08 abril, 2009

CIUDADES


Muchas de las ciudades que he recorrido, me han parecido ajenas, con su coraza impermeable, llenas de secretos que evaden cualquier tipo de acercamiento.

Quizá sólo existan dos lugares en el Mundo que considere como propios, en los que admita una suerte de pertenencia, de ligazón...

En uno, el tiempo parece no pasar. Todo continúa en una rutina en la que los movimientos, por importantes que sean, parecen imperceptibles. Mi vuelta es irremisible. Su lejanía me provoca ansiedad y agonía, junto a una muy mal llevada añoranza.

En otro, sin embargo, percibo la ambivalencia del rojo y el negro. El poder adictivo de la rapidez y, a la vez, la descarga de hastío que genera su continuidad.

Siempre, al planear un viaje a un destino desconocido, me planteo para quién supondrá su punto de referencia ambivalente o, en su caso, el descanso del guerrero, el retorno del fatigado samurái.

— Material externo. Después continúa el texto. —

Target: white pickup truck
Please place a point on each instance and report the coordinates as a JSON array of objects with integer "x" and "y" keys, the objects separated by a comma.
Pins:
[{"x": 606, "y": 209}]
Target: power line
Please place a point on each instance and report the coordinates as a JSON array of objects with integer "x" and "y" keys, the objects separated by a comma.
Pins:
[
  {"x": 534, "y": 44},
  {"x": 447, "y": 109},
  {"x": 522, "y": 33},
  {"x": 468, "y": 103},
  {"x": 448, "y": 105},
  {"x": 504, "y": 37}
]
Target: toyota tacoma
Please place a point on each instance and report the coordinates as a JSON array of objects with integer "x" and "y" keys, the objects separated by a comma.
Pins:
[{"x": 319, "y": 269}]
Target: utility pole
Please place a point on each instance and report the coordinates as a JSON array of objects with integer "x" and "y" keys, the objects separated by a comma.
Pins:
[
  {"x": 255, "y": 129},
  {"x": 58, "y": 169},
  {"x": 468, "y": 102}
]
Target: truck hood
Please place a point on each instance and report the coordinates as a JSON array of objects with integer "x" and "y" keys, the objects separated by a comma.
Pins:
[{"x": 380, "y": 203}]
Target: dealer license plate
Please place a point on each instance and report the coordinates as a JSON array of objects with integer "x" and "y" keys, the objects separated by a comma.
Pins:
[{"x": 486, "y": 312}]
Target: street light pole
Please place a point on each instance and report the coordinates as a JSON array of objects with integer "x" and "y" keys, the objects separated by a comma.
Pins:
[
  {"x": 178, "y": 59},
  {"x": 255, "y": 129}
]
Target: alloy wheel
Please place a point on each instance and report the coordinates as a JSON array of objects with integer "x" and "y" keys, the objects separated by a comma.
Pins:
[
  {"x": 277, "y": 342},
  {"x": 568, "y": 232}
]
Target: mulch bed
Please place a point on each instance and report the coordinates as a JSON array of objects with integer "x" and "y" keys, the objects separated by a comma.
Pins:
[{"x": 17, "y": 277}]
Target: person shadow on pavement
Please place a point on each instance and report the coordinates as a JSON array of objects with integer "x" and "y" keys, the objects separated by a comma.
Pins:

Incomprensiblemente, odio los mapas.

Con los planos de las ciudades que voy a visitar por primera vez entablo una dudosa amistad y cercanía, que dura el tiempo (escaso, quizá) en el que la localidad se me revela, tras unos cuantos paseos.

A veces, confundí imágenes (o retazos de ellas) de un municipio con otro entorno...

Entonces miro hacia atrás... y sé que el olvido sólo borra lo que le permitimos.